Nos Églises sont affaiblies par des conflits douloureux, et lorsque nous retenons dans notre cœur les vipères du ressentiment et de l'amertume, elles nous infligent de terribles morsures. Certaines personnes essaient d'oublier, sans pour autant trouver la guérison et recouvrent la relation brisée d'une chape de plomb. Une telle solution n'est jamais idéale. La réconciliation est infiniment préférable et le Seigneur nous en indique le chemin. Alors qu'on pourrait imaginer au contraire que la liberté est un des objectifs principaux de la discipline. La liberté ne consiste pas à faire tout ce que nous voulons, car cela nous rend esclaves et victimes de ce que nous haïssons. La liberté consiste à faire ce pour quoi nous avons été créés, et à le faire avec puissance et dans la joie. En tant que créatures de Dieu, nous avons été faits pour servir, aimer, apprécier et glorifier Dieu éternellement. La liberté a besoin de limites. La liberté des footballeurs, par exemple, n'augmente pas s'ils emmènent le ballon en dehors des limites du terrain. La discipline libère les individus : la grâce des danseurs de ballet, la technique des musiciens, et l'agilité des gymnastes sont toutes le produit de la discipline. Le péché asservit des communautés comme des individus. On peut "sentir" la chose : de petits détails de la vie d'Église nous sensibilisent à l'existence ou non de la liberté. Certains sujets de discussion sont-ils tabous ? Certaines formes d'expression de la joie ou de l'affection sont-elles mal vues ?

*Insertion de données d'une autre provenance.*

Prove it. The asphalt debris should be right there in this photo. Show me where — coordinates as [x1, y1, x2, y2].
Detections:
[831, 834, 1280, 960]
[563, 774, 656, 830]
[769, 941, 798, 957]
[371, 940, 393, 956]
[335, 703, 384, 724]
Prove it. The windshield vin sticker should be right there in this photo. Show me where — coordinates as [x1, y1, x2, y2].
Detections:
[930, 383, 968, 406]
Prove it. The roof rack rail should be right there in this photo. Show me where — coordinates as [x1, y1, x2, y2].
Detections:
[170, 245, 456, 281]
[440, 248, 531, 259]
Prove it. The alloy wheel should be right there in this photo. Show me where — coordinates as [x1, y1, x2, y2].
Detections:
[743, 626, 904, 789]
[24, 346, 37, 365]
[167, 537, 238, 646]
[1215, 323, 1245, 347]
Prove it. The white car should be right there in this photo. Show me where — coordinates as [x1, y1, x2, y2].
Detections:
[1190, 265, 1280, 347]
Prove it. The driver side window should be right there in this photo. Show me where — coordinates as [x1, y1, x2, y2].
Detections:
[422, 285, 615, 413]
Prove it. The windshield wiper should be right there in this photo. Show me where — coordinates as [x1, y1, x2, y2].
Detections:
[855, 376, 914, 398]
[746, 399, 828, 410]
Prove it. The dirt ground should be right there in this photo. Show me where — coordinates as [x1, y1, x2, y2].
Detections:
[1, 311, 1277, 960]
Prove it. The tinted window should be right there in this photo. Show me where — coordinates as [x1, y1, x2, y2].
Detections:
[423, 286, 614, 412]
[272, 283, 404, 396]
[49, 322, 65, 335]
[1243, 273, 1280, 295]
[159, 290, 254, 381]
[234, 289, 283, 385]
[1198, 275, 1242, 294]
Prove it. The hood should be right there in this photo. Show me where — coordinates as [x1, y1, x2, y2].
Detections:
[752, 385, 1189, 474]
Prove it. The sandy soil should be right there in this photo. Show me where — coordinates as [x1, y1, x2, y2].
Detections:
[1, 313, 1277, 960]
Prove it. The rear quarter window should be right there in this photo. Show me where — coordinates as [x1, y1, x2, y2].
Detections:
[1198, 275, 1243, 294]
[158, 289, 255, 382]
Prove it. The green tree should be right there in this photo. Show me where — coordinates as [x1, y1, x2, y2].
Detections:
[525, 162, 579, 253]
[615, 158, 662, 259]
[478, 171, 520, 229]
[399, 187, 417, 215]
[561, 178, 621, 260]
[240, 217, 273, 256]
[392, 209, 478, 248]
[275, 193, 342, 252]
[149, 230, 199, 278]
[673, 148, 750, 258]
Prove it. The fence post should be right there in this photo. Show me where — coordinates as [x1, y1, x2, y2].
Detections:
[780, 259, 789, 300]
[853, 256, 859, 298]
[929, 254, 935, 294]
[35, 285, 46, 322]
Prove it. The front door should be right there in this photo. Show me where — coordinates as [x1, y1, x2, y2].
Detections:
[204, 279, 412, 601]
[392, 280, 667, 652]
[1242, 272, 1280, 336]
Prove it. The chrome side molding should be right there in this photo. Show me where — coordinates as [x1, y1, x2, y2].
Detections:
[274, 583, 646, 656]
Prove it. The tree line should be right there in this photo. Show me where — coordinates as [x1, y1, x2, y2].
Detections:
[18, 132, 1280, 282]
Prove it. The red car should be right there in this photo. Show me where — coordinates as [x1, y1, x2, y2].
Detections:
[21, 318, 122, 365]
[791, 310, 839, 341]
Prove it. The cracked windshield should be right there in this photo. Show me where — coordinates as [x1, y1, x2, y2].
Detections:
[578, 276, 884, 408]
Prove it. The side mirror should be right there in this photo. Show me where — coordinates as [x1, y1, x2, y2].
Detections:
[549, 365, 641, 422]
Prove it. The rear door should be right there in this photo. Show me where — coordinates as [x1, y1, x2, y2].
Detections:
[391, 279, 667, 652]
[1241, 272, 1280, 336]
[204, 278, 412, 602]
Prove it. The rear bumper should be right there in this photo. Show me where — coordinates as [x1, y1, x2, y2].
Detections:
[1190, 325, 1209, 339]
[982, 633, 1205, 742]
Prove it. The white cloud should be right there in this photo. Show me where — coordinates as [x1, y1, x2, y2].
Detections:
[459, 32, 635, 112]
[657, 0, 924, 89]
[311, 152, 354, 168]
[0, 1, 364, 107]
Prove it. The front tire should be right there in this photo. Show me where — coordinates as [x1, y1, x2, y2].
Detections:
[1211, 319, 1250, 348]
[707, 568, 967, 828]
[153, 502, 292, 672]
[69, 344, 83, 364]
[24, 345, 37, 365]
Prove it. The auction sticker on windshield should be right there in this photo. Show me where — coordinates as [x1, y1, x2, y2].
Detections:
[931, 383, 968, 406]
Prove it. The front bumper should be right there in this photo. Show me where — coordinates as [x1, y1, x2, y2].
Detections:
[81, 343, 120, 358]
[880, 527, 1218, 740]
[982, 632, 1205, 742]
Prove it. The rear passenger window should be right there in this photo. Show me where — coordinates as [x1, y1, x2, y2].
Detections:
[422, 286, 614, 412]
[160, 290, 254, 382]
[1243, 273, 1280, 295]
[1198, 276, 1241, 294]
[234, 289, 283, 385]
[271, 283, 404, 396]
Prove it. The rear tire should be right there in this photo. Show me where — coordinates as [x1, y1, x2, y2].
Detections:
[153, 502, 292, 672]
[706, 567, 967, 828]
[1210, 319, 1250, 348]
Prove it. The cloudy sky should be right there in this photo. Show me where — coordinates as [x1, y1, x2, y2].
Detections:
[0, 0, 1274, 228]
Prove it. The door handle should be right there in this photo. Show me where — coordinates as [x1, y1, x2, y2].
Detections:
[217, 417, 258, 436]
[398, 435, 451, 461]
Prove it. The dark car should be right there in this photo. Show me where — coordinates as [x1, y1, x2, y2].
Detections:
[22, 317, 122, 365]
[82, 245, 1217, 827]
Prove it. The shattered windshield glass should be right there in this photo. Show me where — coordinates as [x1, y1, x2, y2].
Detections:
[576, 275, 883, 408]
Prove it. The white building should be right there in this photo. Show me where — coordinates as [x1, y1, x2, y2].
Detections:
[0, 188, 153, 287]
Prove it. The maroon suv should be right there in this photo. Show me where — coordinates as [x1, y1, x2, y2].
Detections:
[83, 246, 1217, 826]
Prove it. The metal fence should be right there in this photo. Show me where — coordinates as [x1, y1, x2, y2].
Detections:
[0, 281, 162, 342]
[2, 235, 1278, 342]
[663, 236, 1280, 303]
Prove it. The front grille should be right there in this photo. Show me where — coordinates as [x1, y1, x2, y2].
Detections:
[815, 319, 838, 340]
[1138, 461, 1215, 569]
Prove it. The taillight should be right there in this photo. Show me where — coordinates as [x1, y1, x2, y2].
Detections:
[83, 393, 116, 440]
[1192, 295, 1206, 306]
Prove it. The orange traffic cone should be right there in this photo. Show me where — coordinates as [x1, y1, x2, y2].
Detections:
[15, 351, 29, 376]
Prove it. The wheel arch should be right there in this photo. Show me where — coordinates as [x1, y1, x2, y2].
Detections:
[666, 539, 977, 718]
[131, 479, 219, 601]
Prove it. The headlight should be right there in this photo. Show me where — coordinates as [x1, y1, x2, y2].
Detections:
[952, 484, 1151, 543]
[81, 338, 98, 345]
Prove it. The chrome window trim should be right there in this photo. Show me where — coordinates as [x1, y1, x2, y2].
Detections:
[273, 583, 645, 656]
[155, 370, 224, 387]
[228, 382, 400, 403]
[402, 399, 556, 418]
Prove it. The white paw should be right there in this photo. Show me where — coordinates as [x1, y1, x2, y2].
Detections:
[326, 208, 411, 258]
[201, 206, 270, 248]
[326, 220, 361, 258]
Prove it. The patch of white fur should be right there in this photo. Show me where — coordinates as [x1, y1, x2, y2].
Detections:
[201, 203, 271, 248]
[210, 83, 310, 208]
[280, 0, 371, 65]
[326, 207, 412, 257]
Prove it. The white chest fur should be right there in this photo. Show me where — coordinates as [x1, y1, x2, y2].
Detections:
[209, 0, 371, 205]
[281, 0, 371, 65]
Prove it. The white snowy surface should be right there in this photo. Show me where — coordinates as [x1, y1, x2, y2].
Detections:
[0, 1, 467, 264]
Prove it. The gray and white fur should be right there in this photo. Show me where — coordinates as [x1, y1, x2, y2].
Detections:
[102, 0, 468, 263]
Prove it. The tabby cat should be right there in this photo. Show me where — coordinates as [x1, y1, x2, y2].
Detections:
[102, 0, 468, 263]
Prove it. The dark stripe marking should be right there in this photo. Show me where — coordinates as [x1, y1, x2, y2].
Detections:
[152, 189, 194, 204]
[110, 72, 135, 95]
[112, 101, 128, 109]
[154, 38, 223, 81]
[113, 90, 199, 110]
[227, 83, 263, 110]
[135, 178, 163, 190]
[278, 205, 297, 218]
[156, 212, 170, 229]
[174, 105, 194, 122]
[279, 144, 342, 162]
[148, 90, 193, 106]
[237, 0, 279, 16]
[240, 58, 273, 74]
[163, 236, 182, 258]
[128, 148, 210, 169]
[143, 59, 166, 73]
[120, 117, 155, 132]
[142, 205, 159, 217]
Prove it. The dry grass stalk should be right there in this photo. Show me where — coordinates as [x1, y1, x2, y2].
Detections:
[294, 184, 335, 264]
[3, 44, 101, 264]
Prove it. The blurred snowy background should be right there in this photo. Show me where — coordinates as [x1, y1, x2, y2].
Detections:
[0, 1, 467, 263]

Malheureusement, le plus souvent, la discipline ne réussit pas à supprimer le péché et à créer la liberté. La discipline mal exercée pousse les gens dans les ténèbres alors que si elle est bien exercée elle les conduit dans la lumière, car Christ est mort et ressuscité pour la liberté. Dans une Église où les responsables trouvent la manière d'aider les membres à se dégager du péché, sans les attacher de chaînes, la discipline crée la liberté. "Là où est l'Esprit du Seigneur, là est la liberté" (2 Co 3.17).
MATTHIEU 18
L'auteur nous fait remarquer que le texte clé des Évangiles sur la discipline suit de près la parabole de l'homme qui a laissé ses 99 brebis pour chercher celle qui était perdue. La réconciliation est donc centrale pour le texte. Le plus souvent dans notre lecture, nous passons à côté d'une leçon importante : nous pensons au malheur de celle qui est perdue et non pas à la peine du berger. Ce qui est perdu l'a été par quelqu'un... cela manque à son propriétaire. La parabole devrait s'intituler "le berger qui cherche"... (et qui se réjouit de trouver sa brebis).